Two Children with Primary Mediastinal Large B Cell Lymphoma

• Published in: The Japanese Journal of Pediatric Hematology Vol. 13; no. 2; pp. 111 - 116
• Main Authors: TOKIMASA, Sadao, NAKANISHI, Koji, OKADA, Shintaro, MATSUDA, Yoshiko, OSUGI, Yuko, FUJISAKI, Hiroyuki, OHTA, Hideaki, TAKAI, Kenji, HARA, Junichi
• Format: Journal Article
• Language: Japanese
• Published: THE JAPANESE SOCIETY OF PEDIATRIC HEMATOLOGY/ONCOLOGY 1999; 特定非営利活動法人 日本小児血液・がん学会
• Subjects: chemotherapy; childhood; primary mediastinal large B cell lymphoma
• ISSN: 0913-8706; 1884-4723
• DOI: 10.11412/jjph1987.13.111

We report two children with primary mediastinal large B cell lymphoma (PMLCL).

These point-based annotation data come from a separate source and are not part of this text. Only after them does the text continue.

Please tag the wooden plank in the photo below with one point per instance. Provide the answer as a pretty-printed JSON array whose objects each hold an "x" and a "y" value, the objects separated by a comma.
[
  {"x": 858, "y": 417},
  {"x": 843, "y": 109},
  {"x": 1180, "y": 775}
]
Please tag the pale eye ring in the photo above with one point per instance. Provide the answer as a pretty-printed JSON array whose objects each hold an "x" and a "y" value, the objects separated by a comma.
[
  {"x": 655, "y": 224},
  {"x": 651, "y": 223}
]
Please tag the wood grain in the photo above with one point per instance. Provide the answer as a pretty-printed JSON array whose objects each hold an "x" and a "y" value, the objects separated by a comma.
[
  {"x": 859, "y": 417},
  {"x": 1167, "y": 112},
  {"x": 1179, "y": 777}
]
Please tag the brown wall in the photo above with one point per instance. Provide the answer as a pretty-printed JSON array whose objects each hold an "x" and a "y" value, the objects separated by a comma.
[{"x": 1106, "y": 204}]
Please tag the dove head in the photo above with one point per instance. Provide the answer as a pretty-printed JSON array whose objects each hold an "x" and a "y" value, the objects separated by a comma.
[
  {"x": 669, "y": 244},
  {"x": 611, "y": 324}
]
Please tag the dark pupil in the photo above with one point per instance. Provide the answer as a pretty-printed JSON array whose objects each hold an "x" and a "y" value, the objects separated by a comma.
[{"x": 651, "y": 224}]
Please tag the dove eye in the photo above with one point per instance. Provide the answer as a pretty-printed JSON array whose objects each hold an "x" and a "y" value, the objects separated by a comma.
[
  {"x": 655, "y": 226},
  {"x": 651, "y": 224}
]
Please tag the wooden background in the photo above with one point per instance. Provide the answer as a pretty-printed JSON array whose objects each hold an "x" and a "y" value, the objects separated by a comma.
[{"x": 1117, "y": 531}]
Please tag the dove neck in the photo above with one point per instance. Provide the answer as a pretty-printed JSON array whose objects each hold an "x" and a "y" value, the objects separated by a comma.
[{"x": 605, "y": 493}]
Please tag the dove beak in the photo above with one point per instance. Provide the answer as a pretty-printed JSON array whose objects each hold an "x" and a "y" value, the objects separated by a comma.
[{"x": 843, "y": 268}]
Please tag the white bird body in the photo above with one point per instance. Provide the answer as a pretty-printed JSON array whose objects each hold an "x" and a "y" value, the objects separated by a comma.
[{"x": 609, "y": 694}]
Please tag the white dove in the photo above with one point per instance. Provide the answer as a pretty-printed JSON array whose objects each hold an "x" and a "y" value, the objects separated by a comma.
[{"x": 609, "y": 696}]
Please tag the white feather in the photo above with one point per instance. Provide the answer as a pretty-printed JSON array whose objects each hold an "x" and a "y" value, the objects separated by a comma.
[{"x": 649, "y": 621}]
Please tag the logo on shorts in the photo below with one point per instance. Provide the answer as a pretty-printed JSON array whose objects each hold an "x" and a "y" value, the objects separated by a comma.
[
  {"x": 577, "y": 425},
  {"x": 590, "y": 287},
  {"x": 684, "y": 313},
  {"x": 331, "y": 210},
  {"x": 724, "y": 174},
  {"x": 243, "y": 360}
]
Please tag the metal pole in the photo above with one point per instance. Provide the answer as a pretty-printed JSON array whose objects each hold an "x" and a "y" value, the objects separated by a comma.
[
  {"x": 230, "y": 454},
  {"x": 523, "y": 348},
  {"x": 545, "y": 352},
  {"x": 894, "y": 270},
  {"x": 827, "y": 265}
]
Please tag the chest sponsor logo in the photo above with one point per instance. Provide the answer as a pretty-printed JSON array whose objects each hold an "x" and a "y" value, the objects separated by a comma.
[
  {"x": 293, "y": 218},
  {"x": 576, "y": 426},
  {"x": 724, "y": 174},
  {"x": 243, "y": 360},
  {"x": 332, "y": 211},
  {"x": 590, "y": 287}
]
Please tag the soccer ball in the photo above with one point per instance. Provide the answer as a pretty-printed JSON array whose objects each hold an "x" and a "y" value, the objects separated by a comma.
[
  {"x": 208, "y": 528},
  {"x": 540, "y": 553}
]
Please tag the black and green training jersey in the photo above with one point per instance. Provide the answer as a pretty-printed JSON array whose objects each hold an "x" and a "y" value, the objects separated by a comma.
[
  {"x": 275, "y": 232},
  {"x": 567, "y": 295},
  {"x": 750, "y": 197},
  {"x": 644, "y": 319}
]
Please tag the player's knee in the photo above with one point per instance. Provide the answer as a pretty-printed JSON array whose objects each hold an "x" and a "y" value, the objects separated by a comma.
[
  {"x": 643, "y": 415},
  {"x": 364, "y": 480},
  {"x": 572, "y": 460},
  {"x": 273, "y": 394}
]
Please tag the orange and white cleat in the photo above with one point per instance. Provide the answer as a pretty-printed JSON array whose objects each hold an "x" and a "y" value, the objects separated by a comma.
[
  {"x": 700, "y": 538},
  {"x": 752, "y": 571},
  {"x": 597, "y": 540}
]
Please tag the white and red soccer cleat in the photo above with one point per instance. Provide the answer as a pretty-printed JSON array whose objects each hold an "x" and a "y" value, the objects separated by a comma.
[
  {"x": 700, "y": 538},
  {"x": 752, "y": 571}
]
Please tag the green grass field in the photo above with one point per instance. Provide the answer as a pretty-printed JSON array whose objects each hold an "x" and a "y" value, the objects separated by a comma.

Patient 1, a 10-year-old girl, presented with engorged veins on the chest and abdominal wall. MR image revealed a large mediastinal mass that invaded and occluded the superior vena cava. Patient 2, a 14-year-old boy, presented with swallowing discomfort and dry cough. Imaging study showed a huge mediastinal mass and pleural effusions. In both patients, the tumor cells showed mature B cell phenotype, and histopathology in patient 2 showed diffuse large-cell lymphoma with sclerosis. We treated them with an intensive short-term chemotherapy regimen “B-93 protocol.” Both patients showed good response initially, but residual tumors were observed after the completion of chemotherapy. We confirmed complete remission by open biopsy in patient 1 and imaging study in patient 2. These two cases suggest that residual tumors of PMLCL are due to sclerosis and that they do not always show a resistance to treatment.